Nevertheless, the manufacturer could have been just as generous with the padding located under the arch, in contact with the top of the skull. The fact is that it is sorely lacking in thickness to cushion the support, which may cause discomfort during the longest sessions. It’s a shame, because the clear round was really not far away.

The physical buttons of the Technics A800 headphones
The physical buttons of the Technics A800 headset // Source: Maxime Claudel for Numerama

Heading for the bass

When you listen to music with the A800 for the first time, you are immediately surprised by its very round sound signature. It must be said that Technics relies on the bass register to convince and ensure a good dynamic. The result is a rendering that is far from flat, which may prove to be a little too exposed for some – depending on the genre played (fans of rap and hip-hop will necessarily find their account here). It owes this specificity to its design, which combines 40 mm speakers with acoustic control rooms.

A good stereo scene

Otherwise, the A800 stands out for its ability to provide a good stereo scene, with precise and, inevitably, punchy cutting. It is not naturalness that is sought, rather swagger.

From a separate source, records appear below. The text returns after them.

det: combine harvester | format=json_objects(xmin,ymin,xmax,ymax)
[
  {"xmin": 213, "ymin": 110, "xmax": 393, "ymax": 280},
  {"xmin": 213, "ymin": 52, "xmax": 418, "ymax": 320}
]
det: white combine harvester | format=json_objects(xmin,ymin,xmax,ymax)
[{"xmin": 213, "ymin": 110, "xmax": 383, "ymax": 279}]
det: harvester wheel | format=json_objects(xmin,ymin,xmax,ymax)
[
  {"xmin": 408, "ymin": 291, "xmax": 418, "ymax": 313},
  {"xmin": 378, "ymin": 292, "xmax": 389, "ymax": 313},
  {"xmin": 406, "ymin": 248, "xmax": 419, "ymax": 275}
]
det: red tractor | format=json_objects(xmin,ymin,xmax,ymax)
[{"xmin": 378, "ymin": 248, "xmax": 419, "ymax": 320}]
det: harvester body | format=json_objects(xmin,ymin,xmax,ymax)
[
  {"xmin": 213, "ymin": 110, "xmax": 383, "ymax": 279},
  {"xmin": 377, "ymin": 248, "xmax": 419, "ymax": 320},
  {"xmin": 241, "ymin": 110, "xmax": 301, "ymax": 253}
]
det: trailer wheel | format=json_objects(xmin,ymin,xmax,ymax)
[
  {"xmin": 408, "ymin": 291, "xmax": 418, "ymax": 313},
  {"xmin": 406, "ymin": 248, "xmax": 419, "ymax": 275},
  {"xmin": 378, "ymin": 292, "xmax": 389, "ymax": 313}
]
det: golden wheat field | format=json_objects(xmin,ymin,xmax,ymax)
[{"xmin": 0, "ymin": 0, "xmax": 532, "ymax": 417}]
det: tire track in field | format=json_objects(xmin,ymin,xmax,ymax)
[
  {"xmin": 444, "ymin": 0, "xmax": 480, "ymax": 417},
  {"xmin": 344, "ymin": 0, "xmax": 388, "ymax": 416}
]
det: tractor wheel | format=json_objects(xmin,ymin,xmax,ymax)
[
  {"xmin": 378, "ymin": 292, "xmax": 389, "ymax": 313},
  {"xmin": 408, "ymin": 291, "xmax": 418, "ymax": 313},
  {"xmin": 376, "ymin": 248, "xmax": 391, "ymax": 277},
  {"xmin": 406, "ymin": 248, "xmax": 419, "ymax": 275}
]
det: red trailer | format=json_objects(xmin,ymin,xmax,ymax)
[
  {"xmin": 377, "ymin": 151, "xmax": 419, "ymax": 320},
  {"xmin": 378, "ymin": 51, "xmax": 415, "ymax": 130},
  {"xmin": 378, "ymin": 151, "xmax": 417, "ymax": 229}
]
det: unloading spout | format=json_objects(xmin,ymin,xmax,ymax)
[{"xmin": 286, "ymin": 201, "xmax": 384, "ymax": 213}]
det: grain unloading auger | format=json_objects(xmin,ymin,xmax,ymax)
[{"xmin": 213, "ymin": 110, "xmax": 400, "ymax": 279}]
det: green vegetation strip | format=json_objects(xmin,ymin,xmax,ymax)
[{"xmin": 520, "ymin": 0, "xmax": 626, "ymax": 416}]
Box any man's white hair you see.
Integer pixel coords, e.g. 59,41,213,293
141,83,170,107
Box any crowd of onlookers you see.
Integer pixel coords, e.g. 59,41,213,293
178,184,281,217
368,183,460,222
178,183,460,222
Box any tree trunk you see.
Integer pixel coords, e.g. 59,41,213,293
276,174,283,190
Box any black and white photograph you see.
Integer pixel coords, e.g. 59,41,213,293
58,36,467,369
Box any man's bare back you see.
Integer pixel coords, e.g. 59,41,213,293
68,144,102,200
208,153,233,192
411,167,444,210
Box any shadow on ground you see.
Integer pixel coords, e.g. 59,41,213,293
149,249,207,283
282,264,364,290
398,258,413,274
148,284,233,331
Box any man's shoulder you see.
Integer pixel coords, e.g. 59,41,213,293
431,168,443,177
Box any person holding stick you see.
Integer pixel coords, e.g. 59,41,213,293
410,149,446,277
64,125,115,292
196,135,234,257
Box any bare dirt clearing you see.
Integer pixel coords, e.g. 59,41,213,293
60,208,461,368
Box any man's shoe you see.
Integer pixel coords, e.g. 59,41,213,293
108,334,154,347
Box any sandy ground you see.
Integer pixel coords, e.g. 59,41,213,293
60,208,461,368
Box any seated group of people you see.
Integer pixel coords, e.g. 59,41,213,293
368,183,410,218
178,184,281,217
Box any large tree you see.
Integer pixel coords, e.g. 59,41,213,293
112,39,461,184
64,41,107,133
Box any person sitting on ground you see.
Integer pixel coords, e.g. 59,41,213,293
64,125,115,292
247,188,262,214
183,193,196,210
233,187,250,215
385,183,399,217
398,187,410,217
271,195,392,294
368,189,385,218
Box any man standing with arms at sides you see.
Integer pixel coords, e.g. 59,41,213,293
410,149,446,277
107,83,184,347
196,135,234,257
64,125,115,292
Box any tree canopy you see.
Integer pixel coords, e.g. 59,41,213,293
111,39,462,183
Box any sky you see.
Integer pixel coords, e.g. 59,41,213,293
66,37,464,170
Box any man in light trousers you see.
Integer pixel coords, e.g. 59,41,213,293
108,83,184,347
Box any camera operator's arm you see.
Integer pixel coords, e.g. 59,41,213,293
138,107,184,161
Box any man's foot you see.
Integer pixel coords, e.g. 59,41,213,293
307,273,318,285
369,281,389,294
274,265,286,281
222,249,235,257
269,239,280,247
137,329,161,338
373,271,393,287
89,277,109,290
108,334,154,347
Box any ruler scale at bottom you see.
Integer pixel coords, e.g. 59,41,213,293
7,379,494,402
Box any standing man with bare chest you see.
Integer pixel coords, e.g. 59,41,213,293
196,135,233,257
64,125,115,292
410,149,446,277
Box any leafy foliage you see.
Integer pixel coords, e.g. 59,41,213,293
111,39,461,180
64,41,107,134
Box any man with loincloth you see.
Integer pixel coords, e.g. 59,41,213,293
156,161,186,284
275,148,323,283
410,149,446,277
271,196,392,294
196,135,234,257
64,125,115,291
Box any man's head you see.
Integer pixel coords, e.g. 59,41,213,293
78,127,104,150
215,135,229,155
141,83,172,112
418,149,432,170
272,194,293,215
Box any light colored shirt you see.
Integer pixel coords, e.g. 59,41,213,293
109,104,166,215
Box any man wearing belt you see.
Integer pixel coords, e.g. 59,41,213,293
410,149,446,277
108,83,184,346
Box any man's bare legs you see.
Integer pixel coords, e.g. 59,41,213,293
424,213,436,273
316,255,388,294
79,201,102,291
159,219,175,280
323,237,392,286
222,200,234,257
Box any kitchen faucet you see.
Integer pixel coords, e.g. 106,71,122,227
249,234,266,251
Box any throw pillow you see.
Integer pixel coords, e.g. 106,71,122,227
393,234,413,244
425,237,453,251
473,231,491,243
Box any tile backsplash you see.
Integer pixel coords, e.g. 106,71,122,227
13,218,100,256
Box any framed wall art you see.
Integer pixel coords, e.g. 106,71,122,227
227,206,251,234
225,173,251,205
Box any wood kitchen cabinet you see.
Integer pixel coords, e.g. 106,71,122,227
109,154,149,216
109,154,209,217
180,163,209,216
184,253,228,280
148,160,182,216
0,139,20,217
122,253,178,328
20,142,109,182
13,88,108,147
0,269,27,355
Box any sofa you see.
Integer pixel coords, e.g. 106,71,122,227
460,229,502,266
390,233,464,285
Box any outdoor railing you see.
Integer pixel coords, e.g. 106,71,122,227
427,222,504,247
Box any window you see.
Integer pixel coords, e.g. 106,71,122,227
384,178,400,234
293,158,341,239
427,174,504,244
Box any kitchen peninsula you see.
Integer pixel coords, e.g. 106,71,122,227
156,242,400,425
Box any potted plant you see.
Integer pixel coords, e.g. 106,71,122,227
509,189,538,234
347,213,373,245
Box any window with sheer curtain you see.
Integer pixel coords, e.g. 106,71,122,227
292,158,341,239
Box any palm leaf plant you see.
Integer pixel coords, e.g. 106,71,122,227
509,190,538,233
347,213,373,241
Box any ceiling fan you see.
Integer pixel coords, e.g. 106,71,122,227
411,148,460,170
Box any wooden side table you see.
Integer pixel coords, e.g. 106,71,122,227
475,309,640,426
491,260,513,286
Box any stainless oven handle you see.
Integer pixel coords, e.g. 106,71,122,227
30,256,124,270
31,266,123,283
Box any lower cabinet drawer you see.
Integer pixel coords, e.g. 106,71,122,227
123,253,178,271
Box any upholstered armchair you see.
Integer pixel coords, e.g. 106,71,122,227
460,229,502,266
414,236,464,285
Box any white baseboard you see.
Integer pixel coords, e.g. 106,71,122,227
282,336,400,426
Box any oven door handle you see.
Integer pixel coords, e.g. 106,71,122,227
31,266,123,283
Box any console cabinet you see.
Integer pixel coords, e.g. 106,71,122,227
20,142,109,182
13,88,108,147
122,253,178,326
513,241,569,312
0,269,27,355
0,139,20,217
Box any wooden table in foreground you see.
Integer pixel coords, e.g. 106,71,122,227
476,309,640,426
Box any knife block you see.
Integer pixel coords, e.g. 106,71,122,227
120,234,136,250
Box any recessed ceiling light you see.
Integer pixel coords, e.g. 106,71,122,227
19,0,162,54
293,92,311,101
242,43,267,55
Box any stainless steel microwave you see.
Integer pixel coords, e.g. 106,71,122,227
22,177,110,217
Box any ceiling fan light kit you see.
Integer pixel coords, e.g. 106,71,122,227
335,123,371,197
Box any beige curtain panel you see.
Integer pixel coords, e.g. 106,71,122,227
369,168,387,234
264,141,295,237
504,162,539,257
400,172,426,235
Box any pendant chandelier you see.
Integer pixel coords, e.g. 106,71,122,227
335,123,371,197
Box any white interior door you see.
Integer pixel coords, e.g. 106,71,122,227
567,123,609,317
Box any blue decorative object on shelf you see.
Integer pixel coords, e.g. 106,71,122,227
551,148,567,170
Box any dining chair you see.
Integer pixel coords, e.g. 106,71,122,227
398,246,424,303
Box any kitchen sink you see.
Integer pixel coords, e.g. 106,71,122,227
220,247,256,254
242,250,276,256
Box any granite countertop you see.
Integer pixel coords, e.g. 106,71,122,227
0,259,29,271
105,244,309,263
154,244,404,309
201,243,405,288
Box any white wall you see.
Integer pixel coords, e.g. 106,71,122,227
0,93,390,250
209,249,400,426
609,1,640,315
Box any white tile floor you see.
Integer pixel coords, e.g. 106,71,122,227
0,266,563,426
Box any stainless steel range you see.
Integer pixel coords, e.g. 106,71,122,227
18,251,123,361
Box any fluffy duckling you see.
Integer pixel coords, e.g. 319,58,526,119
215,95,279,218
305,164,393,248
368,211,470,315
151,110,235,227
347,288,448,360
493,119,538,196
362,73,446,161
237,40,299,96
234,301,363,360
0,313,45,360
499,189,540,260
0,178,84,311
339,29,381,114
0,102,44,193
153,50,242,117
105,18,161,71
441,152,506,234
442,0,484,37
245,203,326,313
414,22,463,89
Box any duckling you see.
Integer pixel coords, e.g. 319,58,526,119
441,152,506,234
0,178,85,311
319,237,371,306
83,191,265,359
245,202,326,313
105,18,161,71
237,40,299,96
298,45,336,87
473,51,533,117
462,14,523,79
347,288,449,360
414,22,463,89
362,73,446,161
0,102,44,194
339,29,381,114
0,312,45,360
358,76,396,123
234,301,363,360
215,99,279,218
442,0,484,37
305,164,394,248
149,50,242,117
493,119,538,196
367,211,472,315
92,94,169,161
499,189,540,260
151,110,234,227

We like it or we hate it, knowing that we can always adjust as needed (via the equalizer available in the application). At least the A800 doesn’t lack personality, and there’s a nice depth to what it reproduces.

We keep repeating it: on active noise reduction, there is Sony and the others. With its hybrid system, the Technics A800 does quite well in its ability to attenuate annoying noises. Note first that the passive insulation does a good part of the work (the ears are perfectly encompassed). The active component, adjustable with a wheel from 0 to 100% (good luck detecting differences), will seek to reduce outside sounds even better. When the music is started, we hardly hear his keyboard or the voices. Note, moreover, that the active noise reduction plays a lot on the acoustic performance. Without, everything is very flat. In short, it is better to use it.

The Technics A800 headset
The Technics A800 headset // Source: Maxime Claudel for Numerama

Record autonomy

50 hours: this is the autonomy announced by Technics for its A800… with noise reduction activated. It’s really colossal, and it’s a knockout argument in the helmet’s wallet. Even the WH-1000XM4, market reference, does not compete (30 hours). The Bose Headphones, on the other hand, are far from it with their 20 hours of listening time on a single charge.

The verdict

The Technics A800 stands out as an attractive alternative to the market reference: its Japanese neighbor WH-1000XM4. If it does a little less well in the field of active noise reduction (which is still very efficient), it makes up for it with a neat design and, above all, record autonomy. With 50 hours of use on a single charge, the A800 won’t let you down on your many journeys.
You will still have to accept its default sound signature, very focused on the bass (they drool a little), a signature that you can rectify in the companion application rich in features and customization possibilities. In short, like the WH-1000XM4, the A800 shines with its versatility.